In Penguin Lost we follow the most recent adventures of Viktor the writer and Misha the penguin, whom we’ve first met in Death and the Penguin.
Andrey Kurkov does in this book exactly what he did in the previews one: he throws his hero into the most extreme and extravagant situations and using black humor as his weapon of choice he once again comes to describe the world as it came to be after the fall of the Soviet Union.
At the beginning of the novel we meet Viktor onboard a big ship heading for Antarctica, where he’s supposed to settle in a research facility. During the journey he becomes a very good friend with a mysterious man called Stanislav Bronikovsky, a man who’s very sure, and afraid, that someone’s following him. While playing chess and drinking vodka the two men will come so close to each other that the latter will trust the former with a very serious and kind of mysterious mission, and he’ll also offer him the means to see it through. So, using Stanislav’s Polish passport, Viktor will return to Kiev, his home town, which he had to leave in a hurry not so long ago, hunted as he was by some criminals.

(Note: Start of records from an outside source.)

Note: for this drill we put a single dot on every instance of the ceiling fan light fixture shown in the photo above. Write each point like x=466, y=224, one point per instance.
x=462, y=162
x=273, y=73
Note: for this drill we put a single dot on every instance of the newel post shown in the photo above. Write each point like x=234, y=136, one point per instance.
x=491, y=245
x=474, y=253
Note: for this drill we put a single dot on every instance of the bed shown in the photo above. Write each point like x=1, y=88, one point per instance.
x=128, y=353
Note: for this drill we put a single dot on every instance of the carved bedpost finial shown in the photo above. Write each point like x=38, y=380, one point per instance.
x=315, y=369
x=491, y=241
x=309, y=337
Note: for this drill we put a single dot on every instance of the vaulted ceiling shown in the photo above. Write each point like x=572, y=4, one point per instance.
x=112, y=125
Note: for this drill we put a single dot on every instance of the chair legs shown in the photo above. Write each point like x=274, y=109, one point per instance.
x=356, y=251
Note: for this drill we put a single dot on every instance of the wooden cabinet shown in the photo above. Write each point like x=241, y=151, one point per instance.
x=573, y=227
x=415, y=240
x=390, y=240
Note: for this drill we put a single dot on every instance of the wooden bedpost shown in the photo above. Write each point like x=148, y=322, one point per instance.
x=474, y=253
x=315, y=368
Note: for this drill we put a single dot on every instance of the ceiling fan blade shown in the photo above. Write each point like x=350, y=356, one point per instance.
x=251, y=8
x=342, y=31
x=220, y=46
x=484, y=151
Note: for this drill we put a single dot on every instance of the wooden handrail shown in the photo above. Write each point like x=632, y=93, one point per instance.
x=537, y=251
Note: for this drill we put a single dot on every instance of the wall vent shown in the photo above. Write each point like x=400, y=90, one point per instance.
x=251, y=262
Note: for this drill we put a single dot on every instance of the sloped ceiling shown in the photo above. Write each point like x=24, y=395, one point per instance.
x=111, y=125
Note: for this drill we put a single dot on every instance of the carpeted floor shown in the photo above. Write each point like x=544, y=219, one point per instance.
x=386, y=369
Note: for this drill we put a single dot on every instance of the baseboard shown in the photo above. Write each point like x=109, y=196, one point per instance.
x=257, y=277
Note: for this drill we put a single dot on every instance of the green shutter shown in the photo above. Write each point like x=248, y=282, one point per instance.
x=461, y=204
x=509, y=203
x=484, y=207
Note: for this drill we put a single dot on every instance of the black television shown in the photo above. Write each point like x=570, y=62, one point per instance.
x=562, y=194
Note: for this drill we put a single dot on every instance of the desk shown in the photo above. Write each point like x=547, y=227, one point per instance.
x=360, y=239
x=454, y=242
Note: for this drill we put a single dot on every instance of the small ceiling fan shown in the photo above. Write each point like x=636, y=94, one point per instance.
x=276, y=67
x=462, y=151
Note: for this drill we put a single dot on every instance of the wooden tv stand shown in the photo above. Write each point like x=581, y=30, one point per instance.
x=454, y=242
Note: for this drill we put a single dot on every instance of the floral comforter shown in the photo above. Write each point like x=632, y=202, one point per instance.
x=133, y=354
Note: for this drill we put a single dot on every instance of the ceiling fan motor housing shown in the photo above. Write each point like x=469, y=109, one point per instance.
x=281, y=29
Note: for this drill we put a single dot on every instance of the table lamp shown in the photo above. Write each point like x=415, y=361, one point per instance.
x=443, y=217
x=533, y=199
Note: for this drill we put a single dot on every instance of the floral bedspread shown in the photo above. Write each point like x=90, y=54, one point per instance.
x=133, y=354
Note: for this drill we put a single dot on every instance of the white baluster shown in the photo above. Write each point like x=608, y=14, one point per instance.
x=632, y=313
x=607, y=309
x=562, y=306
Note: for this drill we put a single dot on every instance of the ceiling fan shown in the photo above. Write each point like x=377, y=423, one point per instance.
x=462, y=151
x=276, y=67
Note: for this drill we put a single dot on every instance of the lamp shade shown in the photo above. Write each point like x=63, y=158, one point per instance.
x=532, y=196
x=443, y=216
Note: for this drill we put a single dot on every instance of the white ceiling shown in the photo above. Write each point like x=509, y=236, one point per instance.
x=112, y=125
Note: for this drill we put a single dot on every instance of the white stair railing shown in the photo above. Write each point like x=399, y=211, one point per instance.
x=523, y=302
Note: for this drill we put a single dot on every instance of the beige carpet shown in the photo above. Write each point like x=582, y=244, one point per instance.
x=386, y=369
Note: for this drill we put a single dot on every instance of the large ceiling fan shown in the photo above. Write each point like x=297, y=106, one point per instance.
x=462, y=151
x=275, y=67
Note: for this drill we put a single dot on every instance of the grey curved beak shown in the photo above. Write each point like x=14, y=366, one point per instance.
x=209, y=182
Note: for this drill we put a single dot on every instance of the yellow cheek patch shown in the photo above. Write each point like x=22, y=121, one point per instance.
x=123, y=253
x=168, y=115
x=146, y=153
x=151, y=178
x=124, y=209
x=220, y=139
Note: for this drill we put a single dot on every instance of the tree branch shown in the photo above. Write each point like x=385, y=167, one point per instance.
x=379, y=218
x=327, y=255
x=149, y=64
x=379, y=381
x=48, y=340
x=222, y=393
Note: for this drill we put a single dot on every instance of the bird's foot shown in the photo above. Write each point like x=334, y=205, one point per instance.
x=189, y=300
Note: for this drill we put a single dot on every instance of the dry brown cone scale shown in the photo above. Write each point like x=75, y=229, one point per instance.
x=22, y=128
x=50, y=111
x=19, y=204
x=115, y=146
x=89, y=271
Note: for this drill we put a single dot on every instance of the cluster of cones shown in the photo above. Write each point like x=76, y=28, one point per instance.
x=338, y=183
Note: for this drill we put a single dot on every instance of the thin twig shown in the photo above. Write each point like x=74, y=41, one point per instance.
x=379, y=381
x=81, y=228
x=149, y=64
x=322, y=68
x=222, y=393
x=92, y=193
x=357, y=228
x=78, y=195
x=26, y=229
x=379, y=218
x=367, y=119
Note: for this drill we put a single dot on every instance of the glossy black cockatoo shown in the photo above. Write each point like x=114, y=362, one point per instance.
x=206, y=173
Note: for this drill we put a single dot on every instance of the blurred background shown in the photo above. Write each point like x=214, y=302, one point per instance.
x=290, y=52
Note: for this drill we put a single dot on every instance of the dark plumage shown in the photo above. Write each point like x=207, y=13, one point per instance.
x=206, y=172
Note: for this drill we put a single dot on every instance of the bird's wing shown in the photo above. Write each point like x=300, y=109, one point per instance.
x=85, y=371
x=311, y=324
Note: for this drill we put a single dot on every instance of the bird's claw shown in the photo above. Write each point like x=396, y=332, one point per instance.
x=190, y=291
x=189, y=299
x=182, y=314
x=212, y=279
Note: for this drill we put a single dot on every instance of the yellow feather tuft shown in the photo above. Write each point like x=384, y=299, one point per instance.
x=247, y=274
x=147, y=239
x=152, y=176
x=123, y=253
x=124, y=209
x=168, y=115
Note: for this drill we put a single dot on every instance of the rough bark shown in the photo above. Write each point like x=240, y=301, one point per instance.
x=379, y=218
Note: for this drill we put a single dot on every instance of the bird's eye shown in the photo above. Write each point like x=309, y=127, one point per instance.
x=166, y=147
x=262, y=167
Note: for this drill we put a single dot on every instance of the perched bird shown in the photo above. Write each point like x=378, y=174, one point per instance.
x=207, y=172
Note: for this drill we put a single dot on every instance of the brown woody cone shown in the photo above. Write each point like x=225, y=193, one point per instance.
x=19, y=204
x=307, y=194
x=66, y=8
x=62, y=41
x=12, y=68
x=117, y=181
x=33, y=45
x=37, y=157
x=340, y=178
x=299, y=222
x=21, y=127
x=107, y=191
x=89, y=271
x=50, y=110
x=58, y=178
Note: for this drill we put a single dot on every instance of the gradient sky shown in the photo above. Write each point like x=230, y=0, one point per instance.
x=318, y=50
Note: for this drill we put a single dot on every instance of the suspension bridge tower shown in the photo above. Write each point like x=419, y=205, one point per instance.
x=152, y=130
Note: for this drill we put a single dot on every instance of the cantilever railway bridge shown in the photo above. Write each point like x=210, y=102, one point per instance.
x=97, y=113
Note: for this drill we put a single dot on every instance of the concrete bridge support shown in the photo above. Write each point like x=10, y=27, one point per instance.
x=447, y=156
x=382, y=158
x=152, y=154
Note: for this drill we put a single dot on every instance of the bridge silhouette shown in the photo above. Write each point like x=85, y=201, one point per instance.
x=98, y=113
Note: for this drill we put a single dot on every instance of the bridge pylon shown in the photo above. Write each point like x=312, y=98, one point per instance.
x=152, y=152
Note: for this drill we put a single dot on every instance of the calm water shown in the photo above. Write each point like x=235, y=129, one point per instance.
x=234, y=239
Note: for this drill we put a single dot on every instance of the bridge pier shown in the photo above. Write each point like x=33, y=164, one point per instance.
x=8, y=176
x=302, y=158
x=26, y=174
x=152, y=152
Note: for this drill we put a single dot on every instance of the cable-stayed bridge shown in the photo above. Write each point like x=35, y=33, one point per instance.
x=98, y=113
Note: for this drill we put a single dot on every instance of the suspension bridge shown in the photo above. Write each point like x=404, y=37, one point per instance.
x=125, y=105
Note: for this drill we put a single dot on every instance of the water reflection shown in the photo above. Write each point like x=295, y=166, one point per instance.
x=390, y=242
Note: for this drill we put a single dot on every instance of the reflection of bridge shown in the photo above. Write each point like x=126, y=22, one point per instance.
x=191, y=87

Arriving there though, he’ll come face to face with a few surprises, as things during his absence seem to have taken a turn for the better and for the worse at the same time. On the one hand he’ll find out that his life is no longer under threat, but on the other he’ll also discover that his girlfriend Nina and his kind of adopted daughter Sonia are now living in his house with another man. For some reason though he’ll not get as upset as one would expect about that. Besides, he has other things in his mind. Firstly he has to learn where his beloved Misha is, and then he has to honor his word and deliver a package to Stanislav’s wife in Moscow.
How is he going to do that? Well, he’ll once again be blessed with good fortune. Thus from the one day to the next he’ll find himself landing a great job, as he will be hired by an ambitious politician to write his speeches. The latter will not only pay him good money but will also do whatever he can to discover the whereabouts of missing Misha. As they are both soon to find out Viktor can thrive in a job like this: he does not only write outstanding speeches but also organizes a few quite original events for his employer, while when needed he’s not unwilling to offer his not so outlandish advice: “Once elected, you never stop promising.”

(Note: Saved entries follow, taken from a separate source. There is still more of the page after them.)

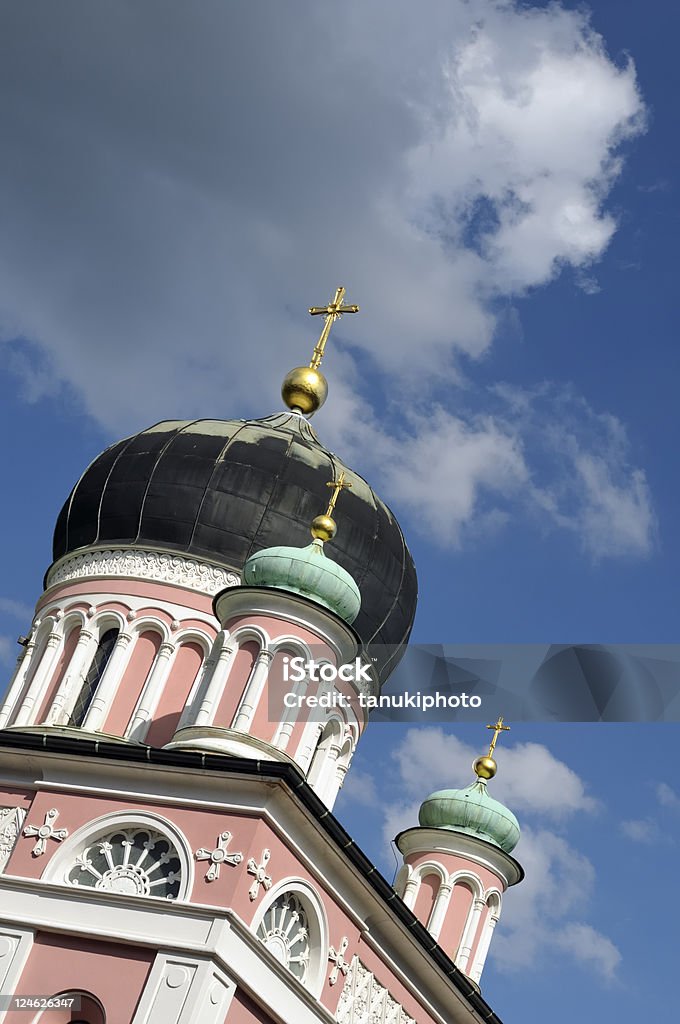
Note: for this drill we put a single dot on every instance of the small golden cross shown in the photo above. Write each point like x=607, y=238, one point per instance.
x=498, y=727
x=337, y=485
x=332, y=312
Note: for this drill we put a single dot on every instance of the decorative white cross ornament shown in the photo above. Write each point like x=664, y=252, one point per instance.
x=218, y=856
x=338, y=957
x=261, y=878
x=45, y=832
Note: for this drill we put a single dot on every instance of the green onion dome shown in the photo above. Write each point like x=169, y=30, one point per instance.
x=472, y=811
x=307, y=571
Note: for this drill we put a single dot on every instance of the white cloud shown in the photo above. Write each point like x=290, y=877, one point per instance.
x=17, y=609
x=171, y=221
x=545, y=916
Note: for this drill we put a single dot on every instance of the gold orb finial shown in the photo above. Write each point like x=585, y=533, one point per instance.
x=304, y=388
x=485, y=766
x=324, y=527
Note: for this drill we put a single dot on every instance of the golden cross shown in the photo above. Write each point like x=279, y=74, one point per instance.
x=498, y=728
x=332, y=312
x=337, y=487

His career in the political arena will not last for long, but during it he’ll play his part in some outrageous events, while its end will find him on his way to Moscow. There he’ll meet, as planned, Stanislav’s wife and thus fulfill his duty. Hell, he’ll do even more than that. However, as a man on a mission, he cannot stay still, so soon enough he’ll hit the road once again, heading for Chechnya this time, where, according to his sources, Misha is. As expected when there he’ll once again go through a kind of hilarious, for the reader, hell before reaching his promised land, the penguin. But that is not the end, since it’s exactly then that his new odyssey into unknown waters will begin.
Kurkov, repeating the feat of Death and the Penguin, tells us a story that doesn’t seem to take anything seriously, not even itself, and which can be read as an adventure or a comedy or even as social commentary. However, no matter what the Americans insist to say, this is not a crime novel. The author is interested in entertaining the reader, but not through the suspense and the action. He simply seems to say: “Just relax, and everything will be fine.” Relax and enjoy, I would say instead!